Nanomsg is written by one of the ZeroMQ authors, and as I discussed before, works in a very similar way to that library. From a development standpoint, nanomsg provides an overall cleaner API. Unlike ZeroMQ, there is no notion of a context in which sockets are bound to. Furthermore, nanomsg provides pluggable transport and messaging protocols, which make it more open to extension. Its additional built-in scalability protocols also make it quite appealing.
Like ZeroMQ, it guarantees that messages will be delivered atomically intact and ordered but does not guarantee the delivery of them. Partial messages will not be delivered, and it’s possible that some messages won’t be delivered at all. The library’s author, Martin Sustrik, makes this abundantly clear:
Guaranteed delivery is a myth. Nothing is 100% guaranteed. That’s the nature of the world we live in. What we should do instead is to build an internet-like system that is resilient in face of failures and routes around damage. The philosophy is to use a combination of topologies to build resilient systems that add in these guarantees in a best-effort sort of way.

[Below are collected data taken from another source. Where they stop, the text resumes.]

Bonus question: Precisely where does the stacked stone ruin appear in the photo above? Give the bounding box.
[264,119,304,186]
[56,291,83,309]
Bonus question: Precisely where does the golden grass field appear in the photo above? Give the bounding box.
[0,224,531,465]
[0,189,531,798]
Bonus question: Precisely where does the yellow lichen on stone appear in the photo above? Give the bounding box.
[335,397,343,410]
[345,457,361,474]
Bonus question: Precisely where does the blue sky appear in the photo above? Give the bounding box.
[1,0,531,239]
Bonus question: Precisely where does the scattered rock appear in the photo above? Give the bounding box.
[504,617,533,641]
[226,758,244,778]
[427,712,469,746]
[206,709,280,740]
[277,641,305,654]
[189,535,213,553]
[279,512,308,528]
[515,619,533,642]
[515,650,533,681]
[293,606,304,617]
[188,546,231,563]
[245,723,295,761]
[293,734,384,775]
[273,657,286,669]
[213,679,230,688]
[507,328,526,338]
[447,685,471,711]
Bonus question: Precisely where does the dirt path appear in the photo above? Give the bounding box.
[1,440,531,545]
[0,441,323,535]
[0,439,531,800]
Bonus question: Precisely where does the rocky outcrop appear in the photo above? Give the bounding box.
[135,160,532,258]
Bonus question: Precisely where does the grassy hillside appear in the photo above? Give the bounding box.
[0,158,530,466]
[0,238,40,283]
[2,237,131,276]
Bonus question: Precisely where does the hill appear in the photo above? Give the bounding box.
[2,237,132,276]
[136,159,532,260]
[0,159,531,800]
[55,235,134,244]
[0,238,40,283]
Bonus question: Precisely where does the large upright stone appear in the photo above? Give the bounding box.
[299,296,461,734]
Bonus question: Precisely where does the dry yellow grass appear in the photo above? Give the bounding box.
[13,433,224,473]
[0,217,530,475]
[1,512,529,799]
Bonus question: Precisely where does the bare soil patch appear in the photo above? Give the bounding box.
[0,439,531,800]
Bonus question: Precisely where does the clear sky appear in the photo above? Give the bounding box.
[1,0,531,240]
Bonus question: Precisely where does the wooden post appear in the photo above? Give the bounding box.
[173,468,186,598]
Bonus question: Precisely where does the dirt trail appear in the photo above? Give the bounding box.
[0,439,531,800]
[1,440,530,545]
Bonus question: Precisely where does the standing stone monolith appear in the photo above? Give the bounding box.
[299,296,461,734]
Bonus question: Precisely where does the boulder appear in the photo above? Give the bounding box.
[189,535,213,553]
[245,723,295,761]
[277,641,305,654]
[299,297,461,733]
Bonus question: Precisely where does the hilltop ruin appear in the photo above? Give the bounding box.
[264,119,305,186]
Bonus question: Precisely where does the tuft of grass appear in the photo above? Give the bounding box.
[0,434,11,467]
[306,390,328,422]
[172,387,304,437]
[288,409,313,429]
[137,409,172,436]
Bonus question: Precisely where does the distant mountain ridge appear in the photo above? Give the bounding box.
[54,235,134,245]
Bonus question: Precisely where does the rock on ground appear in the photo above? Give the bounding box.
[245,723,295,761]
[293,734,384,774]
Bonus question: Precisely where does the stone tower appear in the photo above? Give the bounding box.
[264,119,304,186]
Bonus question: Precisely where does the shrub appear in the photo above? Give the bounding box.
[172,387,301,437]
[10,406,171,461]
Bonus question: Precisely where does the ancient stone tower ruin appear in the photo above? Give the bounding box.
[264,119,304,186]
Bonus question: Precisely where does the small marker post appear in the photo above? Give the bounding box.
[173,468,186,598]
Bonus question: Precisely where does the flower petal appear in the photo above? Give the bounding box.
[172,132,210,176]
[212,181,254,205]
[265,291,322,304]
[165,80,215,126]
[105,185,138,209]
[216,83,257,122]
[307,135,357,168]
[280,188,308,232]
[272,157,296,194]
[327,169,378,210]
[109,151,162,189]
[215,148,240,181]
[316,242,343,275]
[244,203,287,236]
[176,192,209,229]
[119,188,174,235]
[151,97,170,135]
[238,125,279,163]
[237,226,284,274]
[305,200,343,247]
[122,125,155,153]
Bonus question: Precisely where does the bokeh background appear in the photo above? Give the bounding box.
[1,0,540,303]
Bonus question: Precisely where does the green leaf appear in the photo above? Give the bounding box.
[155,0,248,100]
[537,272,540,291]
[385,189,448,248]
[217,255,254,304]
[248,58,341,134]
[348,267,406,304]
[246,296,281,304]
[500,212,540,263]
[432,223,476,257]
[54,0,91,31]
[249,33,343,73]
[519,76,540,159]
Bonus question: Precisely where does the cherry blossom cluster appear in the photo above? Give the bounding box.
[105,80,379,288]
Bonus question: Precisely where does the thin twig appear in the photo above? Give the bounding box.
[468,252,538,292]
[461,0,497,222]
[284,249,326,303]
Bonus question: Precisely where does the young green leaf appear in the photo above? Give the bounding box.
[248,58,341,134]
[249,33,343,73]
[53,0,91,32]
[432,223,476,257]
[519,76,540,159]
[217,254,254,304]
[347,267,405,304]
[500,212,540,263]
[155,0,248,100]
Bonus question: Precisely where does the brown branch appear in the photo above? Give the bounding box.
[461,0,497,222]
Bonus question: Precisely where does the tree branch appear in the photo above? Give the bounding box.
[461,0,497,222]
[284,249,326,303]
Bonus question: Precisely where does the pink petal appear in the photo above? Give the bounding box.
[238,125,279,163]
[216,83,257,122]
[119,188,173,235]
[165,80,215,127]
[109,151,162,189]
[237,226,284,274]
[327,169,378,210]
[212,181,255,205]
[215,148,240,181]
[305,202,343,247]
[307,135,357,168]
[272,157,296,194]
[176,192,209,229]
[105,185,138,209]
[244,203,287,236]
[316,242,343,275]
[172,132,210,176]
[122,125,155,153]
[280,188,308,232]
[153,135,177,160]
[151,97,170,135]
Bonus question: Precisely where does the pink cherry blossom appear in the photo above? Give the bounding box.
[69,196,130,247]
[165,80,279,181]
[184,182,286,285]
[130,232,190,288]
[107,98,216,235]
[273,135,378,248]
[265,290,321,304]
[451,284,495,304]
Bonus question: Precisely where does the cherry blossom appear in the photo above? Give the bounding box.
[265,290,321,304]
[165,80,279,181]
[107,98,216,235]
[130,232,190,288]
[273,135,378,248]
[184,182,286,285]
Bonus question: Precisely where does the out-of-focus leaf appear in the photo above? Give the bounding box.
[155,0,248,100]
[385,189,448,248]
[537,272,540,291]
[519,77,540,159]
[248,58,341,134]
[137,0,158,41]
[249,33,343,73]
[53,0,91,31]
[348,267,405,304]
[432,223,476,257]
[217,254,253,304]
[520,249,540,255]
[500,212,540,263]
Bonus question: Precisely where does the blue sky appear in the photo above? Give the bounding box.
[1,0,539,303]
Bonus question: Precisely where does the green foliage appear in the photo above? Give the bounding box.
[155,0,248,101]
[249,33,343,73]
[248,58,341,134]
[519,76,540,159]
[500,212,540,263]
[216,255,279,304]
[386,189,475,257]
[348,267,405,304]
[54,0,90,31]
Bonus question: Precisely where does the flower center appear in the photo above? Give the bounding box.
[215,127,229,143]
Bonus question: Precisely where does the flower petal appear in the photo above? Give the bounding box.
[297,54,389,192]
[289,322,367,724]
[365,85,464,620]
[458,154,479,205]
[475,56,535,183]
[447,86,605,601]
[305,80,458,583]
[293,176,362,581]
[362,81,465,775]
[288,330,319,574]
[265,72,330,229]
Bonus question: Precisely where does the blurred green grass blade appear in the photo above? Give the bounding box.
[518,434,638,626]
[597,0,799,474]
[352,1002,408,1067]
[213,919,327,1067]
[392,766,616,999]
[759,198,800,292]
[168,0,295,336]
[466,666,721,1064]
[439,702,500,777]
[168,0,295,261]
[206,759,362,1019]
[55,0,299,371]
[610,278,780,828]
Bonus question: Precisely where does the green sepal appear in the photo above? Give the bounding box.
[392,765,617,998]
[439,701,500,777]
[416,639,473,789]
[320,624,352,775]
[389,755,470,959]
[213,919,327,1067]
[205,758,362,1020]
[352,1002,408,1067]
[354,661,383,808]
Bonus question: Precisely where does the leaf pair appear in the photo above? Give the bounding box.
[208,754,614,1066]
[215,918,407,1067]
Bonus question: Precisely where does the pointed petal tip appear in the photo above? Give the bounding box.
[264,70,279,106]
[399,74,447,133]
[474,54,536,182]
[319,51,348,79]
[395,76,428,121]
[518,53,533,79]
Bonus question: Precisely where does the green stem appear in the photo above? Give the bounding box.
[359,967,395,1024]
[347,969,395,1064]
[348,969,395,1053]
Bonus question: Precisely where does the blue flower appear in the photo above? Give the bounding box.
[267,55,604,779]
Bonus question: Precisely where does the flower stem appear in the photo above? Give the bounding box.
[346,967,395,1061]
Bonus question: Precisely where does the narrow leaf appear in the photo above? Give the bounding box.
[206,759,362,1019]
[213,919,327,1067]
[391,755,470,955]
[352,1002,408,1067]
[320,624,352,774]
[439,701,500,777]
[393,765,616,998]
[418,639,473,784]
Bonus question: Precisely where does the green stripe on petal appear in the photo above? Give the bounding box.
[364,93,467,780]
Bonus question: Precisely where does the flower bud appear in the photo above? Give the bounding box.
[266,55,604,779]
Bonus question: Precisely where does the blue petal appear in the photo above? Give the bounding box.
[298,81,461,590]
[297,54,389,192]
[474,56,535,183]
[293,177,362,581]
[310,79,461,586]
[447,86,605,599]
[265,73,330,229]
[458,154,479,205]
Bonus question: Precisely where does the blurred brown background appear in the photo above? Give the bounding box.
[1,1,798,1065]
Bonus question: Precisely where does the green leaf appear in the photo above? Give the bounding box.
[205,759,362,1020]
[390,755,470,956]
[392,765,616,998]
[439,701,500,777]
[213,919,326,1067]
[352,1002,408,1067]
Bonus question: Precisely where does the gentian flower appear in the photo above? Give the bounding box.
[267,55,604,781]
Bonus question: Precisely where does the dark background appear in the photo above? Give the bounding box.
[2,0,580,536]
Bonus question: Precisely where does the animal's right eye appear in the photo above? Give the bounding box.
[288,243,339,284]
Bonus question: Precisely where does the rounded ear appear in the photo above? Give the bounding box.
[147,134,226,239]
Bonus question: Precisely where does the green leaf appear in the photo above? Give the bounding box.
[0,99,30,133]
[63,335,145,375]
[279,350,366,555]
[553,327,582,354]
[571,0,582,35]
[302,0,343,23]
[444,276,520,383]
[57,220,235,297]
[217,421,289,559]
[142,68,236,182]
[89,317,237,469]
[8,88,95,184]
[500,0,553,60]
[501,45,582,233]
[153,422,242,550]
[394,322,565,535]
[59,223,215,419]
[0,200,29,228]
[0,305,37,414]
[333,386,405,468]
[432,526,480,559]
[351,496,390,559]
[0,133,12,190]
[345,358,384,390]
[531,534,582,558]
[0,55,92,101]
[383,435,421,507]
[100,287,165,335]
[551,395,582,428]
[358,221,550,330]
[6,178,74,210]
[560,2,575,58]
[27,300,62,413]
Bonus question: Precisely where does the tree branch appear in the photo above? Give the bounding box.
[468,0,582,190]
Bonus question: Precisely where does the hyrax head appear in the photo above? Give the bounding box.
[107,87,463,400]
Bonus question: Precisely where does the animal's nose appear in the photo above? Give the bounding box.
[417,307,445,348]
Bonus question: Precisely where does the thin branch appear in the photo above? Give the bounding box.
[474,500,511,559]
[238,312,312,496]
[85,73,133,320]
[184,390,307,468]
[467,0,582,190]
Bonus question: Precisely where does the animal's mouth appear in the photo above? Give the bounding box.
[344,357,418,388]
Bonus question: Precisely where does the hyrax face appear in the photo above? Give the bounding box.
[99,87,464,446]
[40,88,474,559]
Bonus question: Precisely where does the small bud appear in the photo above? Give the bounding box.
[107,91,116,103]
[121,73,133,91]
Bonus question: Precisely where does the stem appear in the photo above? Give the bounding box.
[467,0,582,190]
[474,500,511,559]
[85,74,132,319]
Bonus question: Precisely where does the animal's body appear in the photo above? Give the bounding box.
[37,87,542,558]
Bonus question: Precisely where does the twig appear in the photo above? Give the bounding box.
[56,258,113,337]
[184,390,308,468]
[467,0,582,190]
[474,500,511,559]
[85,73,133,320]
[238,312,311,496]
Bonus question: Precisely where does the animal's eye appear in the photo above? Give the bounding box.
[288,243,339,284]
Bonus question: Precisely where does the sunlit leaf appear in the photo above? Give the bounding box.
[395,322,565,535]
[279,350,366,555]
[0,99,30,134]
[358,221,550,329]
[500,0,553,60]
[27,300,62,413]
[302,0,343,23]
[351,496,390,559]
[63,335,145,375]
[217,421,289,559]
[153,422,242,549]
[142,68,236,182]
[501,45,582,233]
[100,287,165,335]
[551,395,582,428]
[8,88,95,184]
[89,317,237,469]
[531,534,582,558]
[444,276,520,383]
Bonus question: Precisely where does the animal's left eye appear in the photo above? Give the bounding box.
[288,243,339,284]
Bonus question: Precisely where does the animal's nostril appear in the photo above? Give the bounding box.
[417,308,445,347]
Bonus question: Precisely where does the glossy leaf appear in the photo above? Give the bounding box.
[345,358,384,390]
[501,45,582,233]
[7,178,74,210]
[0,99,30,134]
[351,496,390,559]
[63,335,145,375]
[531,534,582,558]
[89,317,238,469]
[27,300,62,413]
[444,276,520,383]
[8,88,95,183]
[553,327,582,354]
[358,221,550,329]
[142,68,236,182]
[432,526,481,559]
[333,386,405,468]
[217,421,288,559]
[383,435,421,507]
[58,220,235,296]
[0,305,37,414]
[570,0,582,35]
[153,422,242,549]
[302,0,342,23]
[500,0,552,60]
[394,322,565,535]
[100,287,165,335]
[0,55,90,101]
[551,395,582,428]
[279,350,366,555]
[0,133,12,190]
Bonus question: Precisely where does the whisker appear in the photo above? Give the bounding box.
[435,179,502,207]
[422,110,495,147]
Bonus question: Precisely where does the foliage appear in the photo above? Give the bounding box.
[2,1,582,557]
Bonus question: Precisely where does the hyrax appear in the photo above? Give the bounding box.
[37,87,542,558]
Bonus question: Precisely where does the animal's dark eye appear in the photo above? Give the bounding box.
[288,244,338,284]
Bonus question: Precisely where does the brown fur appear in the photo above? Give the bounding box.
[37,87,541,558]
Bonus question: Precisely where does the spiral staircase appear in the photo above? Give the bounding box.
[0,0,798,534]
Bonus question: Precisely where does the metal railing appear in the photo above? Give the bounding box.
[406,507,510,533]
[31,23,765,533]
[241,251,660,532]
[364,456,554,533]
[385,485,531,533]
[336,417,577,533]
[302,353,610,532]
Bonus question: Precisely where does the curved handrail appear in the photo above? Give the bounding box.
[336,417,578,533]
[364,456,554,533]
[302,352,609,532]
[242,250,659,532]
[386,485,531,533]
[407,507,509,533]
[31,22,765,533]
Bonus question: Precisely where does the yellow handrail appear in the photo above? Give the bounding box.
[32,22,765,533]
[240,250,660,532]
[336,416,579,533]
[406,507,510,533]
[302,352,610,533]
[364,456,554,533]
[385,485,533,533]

On the other hand, nanomsg is still in beta and may not be considered production-ready. Consequently, there aren’t a lot of resources available and not much of a development community around it.
ZeroMQ is a battle-tested messaging library that’s been around since 2007. Some may perceive it as a predecessor to nanomsg, but what nano lacks is where ZeroMQ thrives—a flourishing developer community and a deluge of resources and supporting material. For many, it’s the de facto tool for building fast, asynchronous distributed messaging systems that scale.
Like nanomsg, ZeroMQ is not a message-oriented middleware and simply operates as a socket abstraction. In terms of usability, it’s very much the same as nanomsg, although its API is marginally more involved.